The increasing availability of high-resolution geospatiotemporal data sets from sources such as observatory networks, remote sensing platforms, and computational Earth system models has opened new possibilities for knowledge discovery using data sets fused from disparate sources. Standard tools used on individual workstations are impractical for the analysis and synthesis of data sets of this size; however, new algorithmic approaches that can effectively utilize the complex memory hierarchies and the extremely high levels of available parallelism in state-of-the-art high-performance computing platforms can enable such analysis. We describe pKluster, an open-source tool we have developed for accelerated k-means clustering of geospatiotemporal data, and discuss its utilization for several ecological applications.
Results/Conclusions
pKluster can run on machines ranging from laptops to massively parallel machines, allowing it to scalably process massive geospatial data sets. Recently, it has been further enhanced with optimizations to boost computational intensity and utilization of wide SIMD lanes on state-of-the art multi- and manycore processors, including the second-generation Intel Xeon Phi ("Knights Landing") processor based on the Intel Many Integrated Core (MIC) architecture.

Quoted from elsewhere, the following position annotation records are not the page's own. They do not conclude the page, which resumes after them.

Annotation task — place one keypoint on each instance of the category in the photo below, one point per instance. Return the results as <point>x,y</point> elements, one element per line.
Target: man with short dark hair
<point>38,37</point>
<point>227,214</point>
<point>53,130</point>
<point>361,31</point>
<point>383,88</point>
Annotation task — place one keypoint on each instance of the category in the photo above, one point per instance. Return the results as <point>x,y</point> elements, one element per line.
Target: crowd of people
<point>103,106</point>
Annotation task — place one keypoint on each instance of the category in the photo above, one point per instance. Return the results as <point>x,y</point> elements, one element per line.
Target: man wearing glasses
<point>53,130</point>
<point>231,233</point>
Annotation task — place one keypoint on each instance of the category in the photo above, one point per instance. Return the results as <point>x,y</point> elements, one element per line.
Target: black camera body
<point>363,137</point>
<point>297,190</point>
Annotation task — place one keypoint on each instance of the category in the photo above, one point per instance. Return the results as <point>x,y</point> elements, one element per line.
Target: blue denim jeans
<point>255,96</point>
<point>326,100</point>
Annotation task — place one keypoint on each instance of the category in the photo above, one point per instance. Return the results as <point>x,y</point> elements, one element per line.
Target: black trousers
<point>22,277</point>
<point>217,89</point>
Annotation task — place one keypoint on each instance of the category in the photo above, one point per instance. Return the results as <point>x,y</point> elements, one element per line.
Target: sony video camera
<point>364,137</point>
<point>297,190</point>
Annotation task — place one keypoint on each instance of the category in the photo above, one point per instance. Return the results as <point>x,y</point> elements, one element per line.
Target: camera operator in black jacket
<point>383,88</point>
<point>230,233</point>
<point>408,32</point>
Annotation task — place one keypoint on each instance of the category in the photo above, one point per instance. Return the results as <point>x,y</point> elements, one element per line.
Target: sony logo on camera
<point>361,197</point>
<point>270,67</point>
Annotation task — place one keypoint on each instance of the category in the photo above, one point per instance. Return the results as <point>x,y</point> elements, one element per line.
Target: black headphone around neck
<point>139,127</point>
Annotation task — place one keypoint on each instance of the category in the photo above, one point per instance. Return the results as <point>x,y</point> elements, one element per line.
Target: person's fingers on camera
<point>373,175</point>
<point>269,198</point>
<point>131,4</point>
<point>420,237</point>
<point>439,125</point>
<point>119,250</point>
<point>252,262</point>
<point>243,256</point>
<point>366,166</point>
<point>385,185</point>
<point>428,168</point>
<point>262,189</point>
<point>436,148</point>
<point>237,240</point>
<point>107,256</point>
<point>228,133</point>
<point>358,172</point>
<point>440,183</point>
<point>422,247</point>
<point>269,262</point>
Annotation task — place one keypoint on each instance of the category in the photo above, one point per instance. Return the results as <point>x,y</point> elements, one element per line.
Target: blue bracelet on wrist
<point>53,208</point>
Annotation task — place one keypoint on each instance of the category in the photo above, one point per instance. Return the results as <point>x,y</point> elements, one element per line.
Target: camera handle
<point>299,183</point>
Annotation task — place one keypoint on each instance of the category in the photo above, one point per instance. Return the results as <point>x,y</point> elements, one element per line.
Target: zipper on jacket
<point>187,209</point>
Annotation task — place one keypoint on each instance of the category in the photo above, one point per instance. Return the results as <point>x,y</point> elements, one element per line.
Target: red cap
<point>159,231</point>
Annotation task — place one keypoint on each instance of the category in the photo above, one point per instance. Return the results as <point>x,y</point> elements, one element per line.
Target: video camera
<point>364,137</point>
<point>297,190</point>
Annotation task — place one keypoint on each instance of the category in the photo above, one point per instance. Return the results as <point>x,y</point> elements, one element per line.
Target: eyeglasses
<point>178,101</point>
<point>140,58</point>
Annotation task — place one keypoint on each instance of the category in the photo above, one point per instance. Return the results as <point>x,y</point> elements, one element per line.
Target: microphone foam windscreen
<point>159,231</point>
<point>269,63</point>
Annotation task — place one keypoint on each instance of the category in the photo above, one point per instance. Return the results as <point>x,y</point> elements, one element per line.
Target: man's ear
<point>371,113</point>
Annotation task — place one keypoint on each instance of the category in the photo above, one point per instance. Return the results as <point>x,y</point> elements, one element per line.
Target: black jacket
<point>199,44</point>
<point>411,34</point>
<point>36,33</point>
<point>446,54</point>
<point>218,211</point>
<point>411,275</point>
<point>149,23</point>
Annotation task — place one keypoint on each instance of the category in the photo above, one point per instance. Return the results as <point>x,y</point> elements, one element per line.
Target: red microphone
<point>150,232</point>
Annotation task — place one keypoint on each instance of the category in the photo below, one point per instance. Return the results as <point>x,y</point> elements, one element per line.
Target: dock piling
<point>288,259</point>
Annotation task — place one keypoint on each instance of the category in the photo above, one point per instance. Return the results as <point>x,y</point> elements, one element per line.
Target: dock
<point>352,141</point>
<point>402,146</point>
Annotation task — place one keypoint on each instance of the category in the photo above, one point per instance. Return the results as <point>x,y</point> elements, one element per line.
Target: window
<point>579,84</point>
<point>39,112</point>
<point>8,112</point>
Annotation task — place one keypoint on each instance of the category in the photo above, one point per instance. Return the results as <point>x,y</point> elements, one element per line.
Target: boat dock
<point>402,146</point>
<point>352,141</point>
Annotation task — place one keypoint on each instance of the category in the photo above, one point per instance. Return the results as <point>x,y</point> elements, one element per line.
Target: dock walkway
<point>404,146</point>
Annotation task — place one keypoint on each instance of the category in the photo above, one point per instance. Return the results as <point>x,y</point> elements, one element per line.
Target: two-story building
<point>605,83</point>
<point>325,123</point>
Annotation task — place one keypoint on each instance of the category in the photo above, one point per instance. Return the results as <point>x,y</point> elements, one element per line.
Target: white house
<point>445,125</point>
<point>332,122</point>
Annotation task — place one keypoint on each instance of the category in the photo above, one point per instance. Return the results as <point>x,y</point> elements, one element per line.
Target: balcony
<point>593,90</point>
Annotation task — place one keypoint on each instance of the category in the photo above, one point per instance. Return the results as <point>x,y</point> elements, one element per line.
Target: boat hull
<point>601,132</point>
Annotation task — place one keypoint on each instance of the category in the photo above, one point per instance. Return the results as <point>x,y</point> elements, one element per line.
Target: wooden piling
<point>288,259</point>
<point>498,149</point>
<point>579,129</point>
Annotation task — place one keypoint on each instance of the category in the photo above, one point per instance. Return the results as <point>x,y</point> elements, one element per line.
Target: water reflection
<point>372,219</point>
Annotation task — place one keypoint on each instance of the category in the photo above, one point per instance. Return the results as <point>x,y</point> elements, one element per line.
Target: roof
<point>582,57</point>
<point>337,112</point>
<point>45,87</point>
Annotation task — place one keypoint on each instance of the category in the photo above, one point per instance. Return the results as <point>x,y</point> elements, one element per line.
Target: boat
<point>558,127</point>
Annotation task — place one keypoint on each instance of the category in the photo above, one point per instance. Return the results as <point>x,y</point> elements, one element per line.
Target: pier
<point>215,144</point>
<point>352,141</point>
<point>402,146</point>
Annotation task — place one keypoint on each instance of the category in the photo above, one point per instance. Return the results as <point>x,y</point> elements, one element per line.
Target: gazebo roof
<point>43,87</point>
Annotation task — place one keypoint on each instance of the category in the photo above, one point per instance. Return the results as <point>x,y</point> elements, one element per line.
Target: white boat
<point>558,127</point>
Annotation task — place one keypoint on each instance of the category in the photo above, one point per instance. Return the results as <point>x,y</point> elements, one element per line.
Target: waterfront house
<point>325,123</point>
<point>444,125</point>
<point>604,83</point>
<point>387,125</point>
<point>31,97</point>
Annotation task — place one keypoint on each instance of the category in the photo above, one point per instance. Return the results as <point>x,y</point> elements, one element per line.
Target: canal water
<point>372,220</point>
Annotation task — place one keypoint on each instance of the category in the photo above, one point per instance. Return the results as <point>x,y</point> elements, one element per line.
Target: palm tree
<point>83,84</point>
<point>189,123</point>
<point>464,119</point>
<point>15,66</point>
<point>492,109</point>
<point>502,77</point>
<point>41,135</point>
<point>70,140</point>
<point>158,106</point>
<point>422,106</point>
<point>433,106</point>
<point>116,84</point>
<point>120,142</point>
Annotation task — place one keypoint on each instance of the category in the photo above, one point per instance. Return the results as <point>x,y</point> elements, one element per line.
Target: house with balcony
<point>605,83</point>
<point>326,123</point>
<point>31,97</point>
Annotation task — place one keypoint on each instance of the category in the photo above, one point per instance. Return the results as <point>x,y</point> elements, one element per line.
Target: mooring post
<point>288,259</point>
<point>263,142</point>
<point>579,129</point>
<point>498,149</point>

We describe some of these developments in detail and present performance studies that demonstrate the impact of these developments and the size of data sets that can be practically analyzed with the tool. We also demonstrate application of the tool in ecological studies including quantitative delineation of ecoregions, forest cover change detection, and classification of forest canopy structures from LiDAR point clouds, and we speculate on new kinds of analysis of climatic and ecological data sets that these capabilities could enable.